Basics
Everyone who participates in filing and prosecuting a patent application encounters the Duty of Disclosure, whether you be an inventor, a technology group manager, inside intellectual property (IP) counsel, or inside litigation counsel (hopefully this is not your first encounter!). Most of the information here is pretty basic, but it is worth a revisit from time-to-time. Also, there are some proposed new procedures in the U.S. Patent Office that promise to make complying a little less worrisome and a little less expensive.
As all patent owners know, during the prosecution of a patent application, it is required that prior art be disclosed to the U.S. Patent Office. Prior art is any information that was public knowledge before the filing of the patent application that could bear on the patentability of the claims. Prior art can be any publically available information, including issued patents (worldwide), patent publications (worldwide), website pages, seminar presentations, academic theses, and so on.
“Rule 56”, more formally known as 37 CFR 1.56, describes the duty to disclose in detail.
Background Regarding Compliance
Policies
There are various approaches to compliance that sometimes depend on the size of the patent applicant company. For example, some very large companies train their technical staff to refrain from searching prior art based on an “if you don’t know you can’t trigger the duty” theory. This makes sense in a very large company for a couple of reasons. For one thing, if there are hundreds of technical experts looking at possible prior art and emailing their initial opinions around the company or even outside the company without looping in corporate counsel, it invites a possible later patent invalidation based on non-disclosure under Rule 56.
For small to mid-size companies, compliance is arguably more manageable provided technical staff is briefed on what Rule 56 means and how important it is to comply. As stated in the Rule, everyone involved in the prosecution of a patent application is implicated in the Rule. That said, inventors, technical managers, and corporate legal staff should be made aware that if they encounter a disclosure that reminds them of their latest inventions, they should let corporate legal staff or outside Intellectual Property (IP) counsel know.
Regardless of the company size or technology focus, it is smart to have a policy in place for compliance with Rule 56.
Logistics Overview
Once everyone who is implicated by the Rule has been made aware of its existence, there should be a route for reporting possible prior art to a manager, inside counsel, or outside counsel. The attorneys prosecuting the patent application then can file one or more Information Disclosure Statements (IDS) to the U.S. Patent Office so that the references will be considered by the assigned Examiner. Although the Examiner does a prior art search before examining the application, it is very useful to present any known possible prior art to the examiner as soon as possible so that it can be considered during the prosecution of the patent application.

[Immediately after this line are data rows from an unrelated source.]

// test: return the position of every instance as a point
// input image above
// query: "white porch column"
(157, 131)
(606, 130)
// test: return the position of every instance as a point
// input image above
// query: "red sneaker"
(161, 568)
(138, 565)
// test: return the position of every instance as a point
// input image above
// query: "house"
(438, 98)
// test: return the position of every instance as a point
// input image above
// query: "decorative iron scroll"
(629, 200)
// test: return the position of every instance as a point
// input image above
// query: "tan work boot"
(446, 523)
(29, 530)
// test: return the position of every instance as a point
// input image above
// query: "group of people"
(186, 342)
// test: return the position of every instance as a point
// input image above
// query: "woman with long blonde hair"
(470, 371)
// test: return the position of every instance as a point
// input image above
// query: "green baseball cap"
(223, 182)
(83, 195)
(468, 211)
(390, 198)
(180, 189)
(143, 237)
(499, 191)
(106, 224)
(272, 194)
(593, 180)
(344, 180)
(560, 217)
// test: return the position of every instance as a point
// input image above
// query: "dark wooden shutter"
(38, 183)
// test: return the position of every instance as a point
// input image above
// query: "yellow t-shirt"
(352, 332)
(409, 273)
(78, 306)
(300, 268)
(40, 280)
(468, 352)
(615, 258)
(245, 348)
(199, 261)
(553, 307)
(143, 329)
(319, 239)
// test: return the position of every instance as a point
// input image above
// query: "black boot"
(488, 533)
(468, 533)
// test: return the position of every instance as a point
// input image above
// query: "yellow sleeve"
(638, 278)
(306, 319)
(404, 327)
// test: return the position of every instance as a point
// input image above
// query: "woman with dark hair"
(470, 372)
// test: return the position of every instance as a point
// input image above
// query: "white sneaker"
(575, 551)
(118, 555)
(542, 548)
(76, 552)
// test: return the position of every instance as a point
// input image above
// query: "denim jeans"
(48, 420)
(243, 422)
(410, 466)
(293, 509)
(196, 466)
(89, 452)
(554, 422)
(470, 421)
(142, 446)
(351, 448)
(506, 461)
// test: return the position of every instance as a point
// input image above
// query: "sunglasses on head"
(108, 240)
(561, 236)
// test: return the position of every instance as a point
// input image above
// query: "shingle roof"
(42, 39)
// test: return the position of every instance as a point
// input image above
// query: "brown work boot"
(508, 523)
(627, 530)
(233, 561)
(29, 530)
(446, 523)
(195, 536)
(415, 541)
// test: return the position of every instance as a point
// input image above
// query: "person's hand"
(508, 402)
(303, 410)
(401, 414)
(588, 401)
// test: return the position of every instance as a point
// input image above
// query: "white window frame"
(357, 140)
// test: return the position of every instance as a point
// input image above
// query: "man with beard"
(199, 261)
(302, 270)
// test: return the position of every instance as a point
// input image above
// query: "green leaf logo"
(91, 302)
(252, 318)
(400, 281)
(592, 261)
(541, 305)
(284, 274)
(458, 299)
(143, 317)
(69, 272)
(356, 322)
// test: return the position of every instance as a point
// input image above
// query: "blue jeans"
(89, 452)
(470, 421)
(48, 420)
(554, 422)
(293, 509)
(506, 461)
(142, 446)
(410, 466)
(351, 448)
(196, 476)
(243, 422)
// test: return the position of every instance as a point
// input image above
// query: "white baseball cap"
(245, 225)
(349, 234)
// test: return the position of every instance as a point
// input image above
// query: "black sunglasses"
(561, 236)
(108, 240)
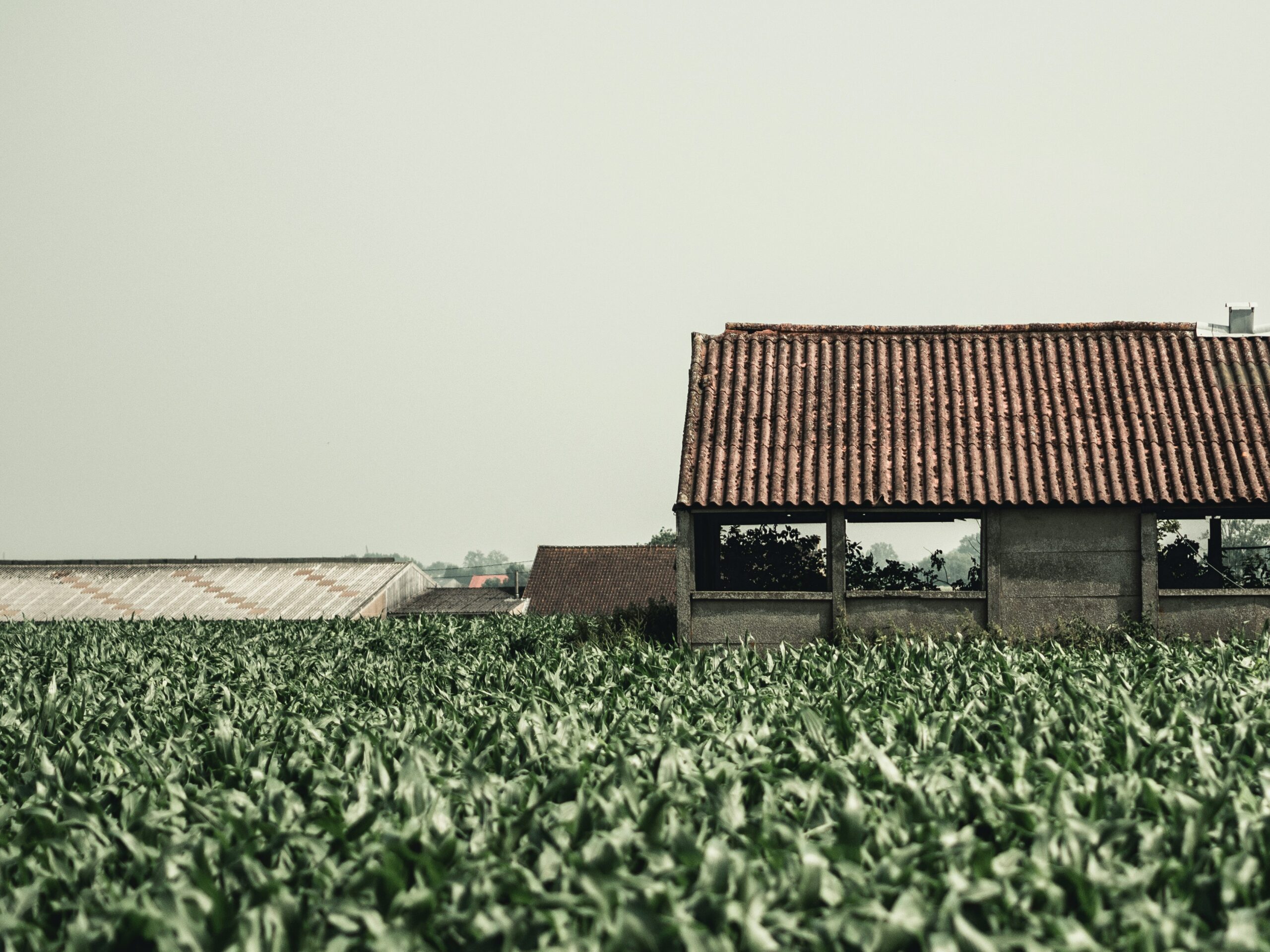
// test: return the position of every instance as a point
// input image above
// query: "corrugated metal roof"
(205, 590)
(1034, 414)
(463, 602)
(599, 579)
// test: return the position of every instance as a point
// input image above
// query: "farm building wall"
(1042, 564)
(1064, 563)
(1212, 612)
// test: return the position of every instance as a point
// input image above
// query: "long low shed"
(1067, 442)
(207, 588)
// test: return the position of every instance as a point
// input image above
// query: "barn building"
(600, 579)
(1065, 447)
(209, 588)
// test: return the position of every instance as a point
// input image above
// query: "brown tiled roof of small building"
(1032, 414)
(600, 579)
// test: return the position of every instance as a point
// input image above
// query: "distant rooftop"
(214, 588)
(600, 579)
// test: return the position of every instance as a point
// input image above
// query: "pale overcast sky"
(307, 278)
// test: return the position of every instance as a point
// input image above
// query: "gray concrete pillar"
(685, 575)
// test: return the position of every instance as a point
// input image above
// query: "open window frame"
(1217, 564)
(709, 554)
(901, 577)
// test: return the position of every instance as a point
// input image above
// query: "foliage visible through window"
(771, 559)
(1188, 558)
(943, 555)
(870, 574)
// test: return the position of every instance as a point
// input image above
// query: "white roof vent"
(1240, 319)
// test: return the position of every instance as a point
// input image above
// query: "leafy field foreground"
(495, 786)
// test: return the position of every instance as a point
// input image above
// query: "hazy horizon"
(308, 280)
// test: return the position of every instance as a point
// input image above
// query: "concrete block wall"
(1066, 563)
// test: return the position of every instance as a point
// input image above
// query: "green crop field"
(495, 785)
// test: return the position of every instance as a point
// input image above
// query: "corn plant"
(496, 785)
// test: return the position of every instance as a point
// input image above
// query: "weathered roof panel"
(600, 579)
(205, 590)
(463, 602)
(1029, 414)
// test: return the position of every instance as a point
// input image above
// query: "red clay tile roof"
(599, 579)
(1070, 413)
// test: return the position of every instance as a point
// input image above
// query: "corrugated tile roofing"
(205, 590)
(600, 579)
(1030, 414)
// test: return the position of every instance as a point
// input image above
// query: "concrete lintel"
(972, 595)
(1214, 593)
(762, 595)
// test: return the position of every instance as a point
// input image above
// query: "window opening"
(767, 552)
(919, 552)
(1213, 552)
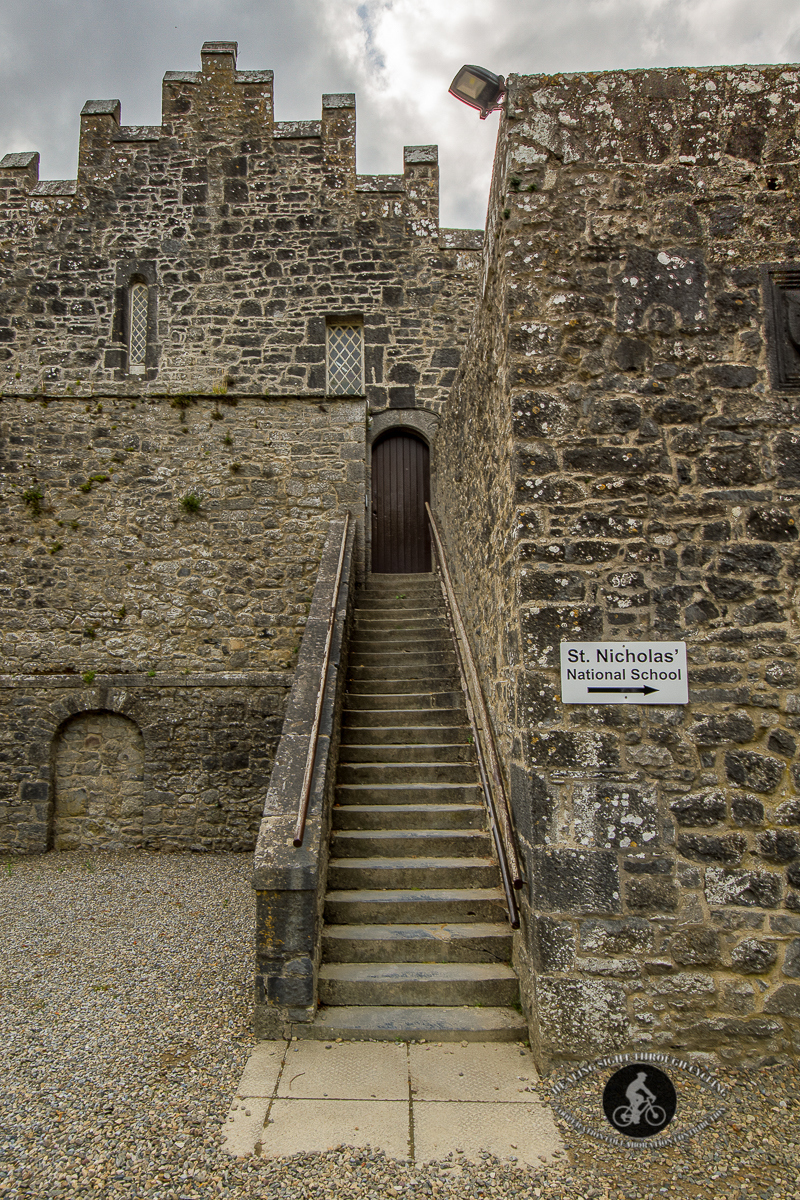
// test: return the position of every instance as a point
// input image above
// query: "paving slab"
(262, 1069)
(304, 1126)
(422, 1101)
(244, 1126)
(479, 1071)
(372, 1071)
(524, 1132)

Domestic Counterpart Applications
Any U.S. Patent Application that can be considered to be related is fair game for having all of the references cited by the U.S. Patent Office cited in every other related U.S. Application. Whether to cite individual references is technically a judgment call, meaning that the prosecuting attorney can determine whether each reference is relevant such as to be implicated by Rule 56. In reality of course, this detailed analysis of each reference is typically not practical because of cost restraints. Partly as a result of this, the default has evolved to be “disclose everything”.
“Disclose everything” in some cases has meant patent applicants performing prior art searches and disclosing the resulting 100+ references to the U.S. Patent Office. Some companies have even mandated that all office actions from the U.S. Patent Office be disclosed verbatim. This seems to be mainly a long-term strategy anticipating litigation. However, it is unlikely that anyone analyzed 100+ references, including anyone implicated by Rule 56 on the applicant side or the Examiner on the U.S. Patent Office side.
Foreign Counterpart Applications and Foreign References
As the Rule states, references are considered worldwide. That is to say if a person implicated under the Rule is aware of a reference in a foreign country that was publically available before the filing of the U.S. Patent Application, that reference falls under the rule.
Similarly, if there are foreign counterparts to the U.S. Patent Application, any reference not cited in the U.S. but cited in the foreign jurisdiction must be reported to the U.S. Patent Office.